Cuando se habla de patrimonio histórico se comprende que una parte de la población tiene un cierto vínculo con el edificio. Bien cultural, asociado a la memoria colectiva o a un acontecimiento señalado. Que se sepa, más allá de las pocas decenas de personas que han tenido la desgracia (según sus quejas por las instalaciones) de trabajar allí, nadie tiene el menor apego a ese edificio. Para la mayoría de los gaditanos, no ha servido más que para ocultar alguna micción, algún coito y algún estacionamiento clandestino, cuando la ciudad está infestada por ser Carnaval, Semana Santa, Navidad o acoger alguna regata.

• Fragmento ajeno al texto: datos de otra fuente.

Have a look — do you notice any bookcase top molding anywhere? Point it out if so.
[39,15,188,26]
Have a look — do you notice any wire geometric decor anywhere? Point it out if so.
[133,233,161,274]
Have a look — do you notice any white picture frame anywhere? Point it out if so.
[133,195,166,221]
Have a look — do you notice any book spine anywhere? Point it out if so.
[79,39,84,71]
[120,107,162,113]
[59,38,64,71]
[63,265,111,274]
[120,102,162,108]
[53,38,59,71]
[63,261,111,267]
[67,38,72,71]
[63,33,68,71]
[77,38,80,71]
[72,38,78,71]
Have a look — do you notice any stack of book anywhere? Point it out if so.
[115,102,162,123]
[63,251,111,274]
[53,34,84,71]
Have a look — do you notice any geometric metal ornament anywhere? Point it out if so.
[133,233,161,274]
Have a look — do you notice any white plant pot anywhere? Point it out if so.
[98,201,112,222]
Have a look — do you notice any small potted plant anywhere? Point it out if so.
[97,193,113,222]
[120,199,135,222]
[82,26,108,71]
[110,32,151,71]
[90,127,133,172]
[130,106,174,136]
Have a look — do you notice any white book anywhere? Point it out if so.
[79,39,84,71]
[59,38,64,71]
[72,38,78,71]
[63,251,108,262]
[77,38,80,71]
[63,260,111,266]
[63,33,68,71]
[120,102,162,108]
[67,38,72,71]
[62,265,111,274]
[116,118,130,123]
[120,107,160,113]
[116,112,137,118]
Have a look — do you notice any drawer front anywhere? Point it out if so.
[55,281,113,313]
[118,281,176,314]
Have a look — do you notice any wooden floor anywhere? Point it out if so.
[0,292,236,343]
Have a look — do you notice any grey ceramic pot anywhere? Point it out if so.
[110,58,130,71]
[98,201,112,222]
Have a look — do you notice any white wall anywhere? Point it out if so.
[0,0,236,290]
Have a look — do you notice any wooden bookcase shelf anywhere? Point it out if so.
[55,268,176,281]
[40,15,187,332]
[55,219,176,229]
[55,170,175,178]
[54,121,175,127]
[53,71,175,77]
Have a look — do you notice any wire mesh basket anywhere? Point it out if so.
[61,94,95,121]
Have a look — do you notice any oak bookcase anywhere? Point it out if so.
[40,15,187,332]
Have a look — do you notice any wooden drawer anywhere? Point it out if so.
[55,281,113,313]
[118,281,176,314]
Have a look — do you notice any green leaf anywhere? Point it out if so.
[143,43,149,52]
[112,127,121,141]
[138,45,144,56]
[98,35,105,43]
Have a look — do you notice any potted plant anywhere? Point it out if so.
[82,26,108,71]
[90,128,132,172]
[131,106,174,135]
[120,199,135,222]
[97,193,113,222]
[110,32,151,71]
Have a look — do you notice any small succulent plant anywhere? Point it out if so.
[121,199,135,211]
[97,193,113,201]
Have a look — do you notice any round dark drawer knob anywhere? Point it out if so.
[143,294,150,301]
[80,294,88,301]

Pregunten en su entorno, a ver si alguien más tiene otra experiencia relacionada con ese «imprescindible» inmueble. A ver si alguien lo aprecia.

Otro criterio que podría utilizarse es el de la comparación. Resulta que algunos edificios que sí tienen un incuestionable protagonismo histórico en la ciudad (con más de un siglo de construcción en el más joven de los casos) carecen de esa protección a la que, por tanto, le falta la menor seriedad. Si el Ayuntamiento (con cuatro siglos de vida), el Palacio de la Aduana (el de verdad, el que acoge la Diputación) o el Teatro Falla (con toneladas de vínculos sentimentales por más que joda a las élites bienpensantes de la ciudad) no están en ese catálogo, para muchos de nosotros tiene el mismo valor que el que publica Ikea dos veces por año.

Unos tienen derecho a pedir que se mantenga y otros, a reclamar que se tire. El que tiene que decidir, el árbitro, es el que ha quedado como Cagancho. La Junta de Andalucía, con su delegada de Cultura al frente, es la que ha tomado la decisión. Si lo ha hecho por no escuchar a esos 3.000 firmantes, resulta patético comprobar en manos de quién estamos. Si lo ha hecho por poner un palito más en las ruedas de la Plaza de Sevilla, resulta patético comprobar en manos de quién estamos.

El quid de la cuestión, la diferencia entre los que quieren que el edificio sobreviva y los que aspiran a dejar de verlo, es la organización. Los conservacionistas se agruparon, recogieron firmas y consiguieron presentar su criterio como legítima opinión popular. Los que confiábamos en ver esa plaza despejada, consagrada a mejorar las comunicaciones cotidianas de los gaditanos, nos encomendamos a que las administraciones nos representarían, mantendrían lo pactado, primarían las prioridades. Para eso las elegimos. Pero no. La Junta se ha asustado. Primero autorizó su derribo, luego lo impide un papelón que demuestra que no sabe dónde tiene la mano derecha en Cádiz. Si cree que ha ganado algún voto entre los firmantes de ese documento, es que no sabe por dónde le viene el viento.

La conclusión final es que un partido que se apellida socialista ha sido incapaz de soportar la presión de una clase dominante, de reivindicar los intereses de la gente corriente de Cádiz. Esa gente está formada por los trabajadores por cuenta ajena, por los funcionarios de base, por los estudiantes y las amas de casa sin fundamentalistas bajo su techo, por todos esos que necesitan que las obras proporcionen mejores comunicaciones por tren, autobús, automóvil y catamarán.

A todos esos, no les han hecho ni caso, quizás porque no firman más que letras. Como dice un amigo, en Cádiz cada vez queda menos gente normal. Como en todas las zonas subdesarrolladas, las clases medias están aplastadas, en extinción. Por un lado, los angangos y los talibanes de Cádiz, Carnaval y Capilleo. Por otro lado, los de casinos y academias, los apellidos con preposición, las élites intelectuales de izquierdas y derechas, aferradas a su despacho institucional o universitario. Entre los dos extremos, los restantes, a los que nadie representa, a los que nadie pide opinión más que cada cuatro años.

Iguala la Junta tiene razón. Esa gente normal cada vez escasea más en Cádiz. Simplemente, se está marchando, espantada. Cuando vaya a coger el tren, pasará por la vergonzante Plaza de Sevilla, contemplará la presuntamente majestuosa fachada de la Aduana y lo comprenderá todo camino del andén.